Behavioral economics, along with the related sub-field, behavioral finance, studies the effects of psychological, social, cognitive, and emotional factors on the economic decisions of individuals and institutions and the consequences for market prices, returns, and the resource allocation.[1] Behavioral economics is primarily concerned with the bounds of rationality of economic agents. Behavioral models typically integrate insights from psychology, neuroscience and microeconomic theory; in so doing, these behavioral models cover a range of concepts, methods, and fields.[2][3] Behavioral economics is sometimes discussed as an alternative to neoclassical economics.

Prospect theory

In 1979, Kahneman and Tversky wrote Prospect Theory: An Analysis of Decision Under Risk, an important paper that used cognitive psychology to explain various divergences of economic decision making from neo-classical theory.[12] Prospect theory has two stages, an editing stage and an evaluation stage.

In the editing stage, risky situations are simplified using various heuristics of choice. In the evaluation phase, risky alternatives are evaluated using various psychological principles that include the following:

(1) Reference dependence: When evaluating outcomes, the decision maker has in mind a “reference level”. Outcomes are then compared to the reference point and classified as “gains” if greater than the reference point and “losses” if less than the reference point.

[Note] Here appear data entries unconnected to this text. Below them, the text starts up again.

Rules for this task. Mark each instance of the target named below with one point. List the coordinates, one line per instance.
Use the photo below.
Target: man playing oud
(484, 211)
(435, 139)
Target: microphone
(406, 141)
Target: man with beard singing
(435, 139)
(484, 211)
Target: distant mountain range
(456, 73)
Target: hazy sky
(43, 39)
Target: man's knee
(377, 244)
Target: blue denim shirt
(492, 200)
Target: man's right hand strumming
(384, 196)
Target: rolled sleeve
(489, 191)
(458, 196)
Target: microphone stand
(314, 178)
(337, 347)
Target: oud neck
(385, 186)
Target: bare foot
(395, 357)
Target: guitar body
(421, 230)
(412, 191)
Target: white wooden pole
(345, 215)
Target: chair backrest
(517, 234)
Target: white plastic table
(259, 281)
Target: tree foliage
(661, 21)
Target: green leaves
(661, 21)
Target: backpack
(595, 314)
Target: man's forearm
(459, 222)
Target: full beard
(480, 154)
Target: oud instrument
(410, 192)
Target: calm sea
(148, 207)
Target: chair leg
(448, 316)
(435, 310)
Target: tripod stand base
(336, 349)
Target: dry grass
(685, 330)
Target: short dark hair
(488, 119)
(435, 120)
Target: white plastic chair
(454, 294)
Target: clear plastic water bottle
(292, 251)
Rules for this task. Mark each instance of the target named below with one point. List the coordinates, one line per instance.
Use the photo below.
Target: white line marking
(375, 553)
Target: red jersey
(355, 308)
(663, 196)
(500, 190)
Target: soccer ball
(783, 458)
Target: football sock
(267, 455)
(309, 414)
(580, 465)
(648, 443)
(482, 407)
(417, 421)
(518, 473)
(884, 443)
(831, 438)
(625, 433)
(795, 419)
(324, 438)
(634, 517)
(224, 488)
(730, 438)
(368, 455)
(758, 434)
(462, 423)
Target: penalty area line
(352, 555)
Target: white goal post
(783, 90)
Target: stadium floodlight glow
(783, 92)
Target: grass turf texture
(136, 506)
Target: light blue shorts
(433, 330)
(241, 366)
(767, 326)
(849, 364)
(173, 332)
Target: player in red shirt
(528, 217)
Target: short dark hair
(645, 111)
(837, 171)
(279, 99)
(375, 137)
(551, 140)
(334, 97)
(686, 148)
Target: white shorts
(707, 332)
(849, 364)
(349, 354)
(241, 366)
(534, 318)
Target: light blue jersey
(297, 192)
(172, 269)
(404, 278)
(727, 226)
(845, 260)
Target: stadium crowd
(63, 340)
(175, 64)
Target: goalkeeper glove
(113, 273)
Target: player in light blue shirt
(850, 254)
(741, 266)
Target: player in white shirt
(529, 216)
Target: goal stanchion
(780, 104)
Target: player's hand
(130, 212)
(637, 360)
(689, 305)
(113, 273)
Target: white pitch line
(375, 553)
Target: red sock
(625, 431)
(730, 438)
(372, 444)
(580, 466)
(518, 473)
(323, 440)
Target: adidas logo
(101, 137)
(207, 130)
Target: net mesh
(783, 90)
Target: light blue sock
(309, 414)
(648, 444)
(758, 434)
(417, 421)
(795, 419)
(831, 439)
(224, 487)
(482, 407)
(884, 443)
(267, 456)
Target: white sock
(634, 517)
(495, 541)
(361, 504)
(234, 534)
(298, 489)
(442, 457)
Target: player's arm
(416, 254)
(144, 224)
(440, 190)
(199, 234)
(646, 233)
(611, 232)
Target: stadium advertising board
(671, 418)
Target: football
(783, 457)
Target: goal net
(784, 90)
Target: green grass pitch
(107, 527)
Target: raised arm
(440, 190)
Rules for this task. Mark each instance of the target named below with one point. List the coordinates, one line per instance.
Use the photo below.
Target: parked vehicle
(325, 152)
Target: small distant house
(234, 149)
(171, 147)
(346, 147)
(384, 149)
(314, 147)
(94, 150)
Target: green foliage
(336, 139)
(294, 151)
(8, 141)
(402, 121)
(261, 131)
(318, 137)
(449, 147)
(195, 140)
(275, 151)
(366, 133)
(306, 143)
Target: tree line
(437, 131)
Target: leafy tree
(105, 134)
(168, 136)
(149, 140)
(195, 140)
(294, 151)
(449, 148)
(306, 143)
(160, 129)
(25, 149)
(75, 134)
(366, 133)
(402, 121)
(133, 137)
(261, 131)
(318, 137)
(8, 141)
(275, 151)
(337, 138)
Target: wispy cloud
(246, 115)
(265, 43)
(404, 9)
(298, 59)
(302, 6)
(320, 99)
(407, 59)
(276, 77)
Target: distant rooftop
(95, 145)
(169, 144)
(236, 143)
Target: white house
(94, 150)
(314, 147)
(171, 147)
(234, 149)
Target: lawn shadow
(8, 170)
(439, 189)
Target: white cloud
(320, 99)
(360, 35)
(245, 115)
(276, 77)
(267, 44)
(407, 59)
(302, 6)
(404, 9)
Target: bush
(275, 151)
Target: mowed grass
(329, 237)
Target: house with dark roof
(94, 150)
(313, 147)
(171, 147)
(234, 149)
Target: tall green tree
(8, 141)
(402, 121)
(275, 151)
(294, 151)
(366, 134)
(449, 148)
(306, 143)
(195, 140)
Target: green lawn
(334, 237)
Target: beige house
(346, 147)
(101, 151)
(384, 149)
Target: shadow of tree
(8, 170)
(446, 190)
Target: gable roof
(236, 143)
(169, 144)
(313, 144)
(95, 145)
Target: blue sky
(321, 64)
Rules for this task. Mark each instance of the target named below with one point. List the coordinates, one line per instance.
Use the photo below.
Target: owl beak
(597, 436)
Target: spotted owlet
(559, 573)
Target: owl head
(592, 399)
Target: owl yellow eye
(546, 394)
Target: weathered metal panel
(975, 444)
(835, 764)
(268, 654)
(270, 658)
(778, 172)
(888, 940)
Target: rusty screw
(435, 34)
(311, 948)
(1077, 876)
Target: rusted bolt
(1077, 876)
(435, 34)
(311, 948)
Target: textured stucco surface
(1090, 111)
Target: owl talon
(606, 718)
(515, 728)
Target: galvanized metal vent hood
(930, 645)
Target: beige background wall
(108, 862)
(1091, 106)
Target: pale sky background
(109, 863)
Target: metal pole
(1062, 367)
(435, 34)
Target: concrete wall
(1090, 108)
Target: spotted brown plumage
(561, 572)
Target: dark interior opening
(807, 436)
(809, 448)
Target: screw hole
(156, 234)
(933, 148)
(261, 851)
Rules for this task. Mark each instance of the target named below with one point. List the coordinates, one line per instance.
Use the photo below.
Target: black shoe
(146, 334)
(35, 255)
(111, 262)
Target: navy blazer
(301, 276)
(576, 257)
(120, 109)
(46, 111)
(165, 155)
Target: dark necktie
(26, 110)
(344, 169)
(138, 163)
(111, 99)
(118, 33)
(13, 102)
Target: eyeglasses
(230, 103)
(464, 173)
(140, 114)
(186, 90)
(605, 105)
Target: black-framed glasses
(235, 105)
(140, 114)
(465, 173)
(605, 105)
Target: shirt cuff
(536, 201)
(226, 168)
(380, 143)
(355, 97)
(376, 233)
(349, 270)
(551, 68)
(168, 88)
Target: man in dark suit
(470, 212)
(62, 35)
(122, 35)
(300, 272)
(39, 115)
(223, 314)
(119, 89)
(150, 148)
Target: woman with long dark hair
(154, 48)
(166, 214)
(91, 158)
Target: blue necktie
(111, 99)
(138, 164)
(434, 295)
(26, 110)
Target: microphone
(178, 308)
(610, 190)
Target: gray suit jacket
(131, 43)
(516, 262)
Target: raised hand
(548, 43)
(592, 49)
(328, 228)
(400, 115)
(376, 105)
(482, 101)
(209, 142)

(2) Loss aversion: Losses bite more than equivalent gains. In their 1979 paper in Econometrica, Kahneman and Tversky found the median coefficient of loss aversion to be about 2.25, i.e., losses bite about 2.25 times more than equivalent gains.

(3) Non-linear probability weighting: Evidence indicates that decision makers overweight small probabilities and underweight large probabilities – this gives rise to the inverse-S shaped “probability weighting function”.

(4) Diminishing sensitivity to gains and losses: As the size of the gains and losses relative to the reference point increase in absolute value, the marginal effect on the decision maker’s utility or satisfaction falls.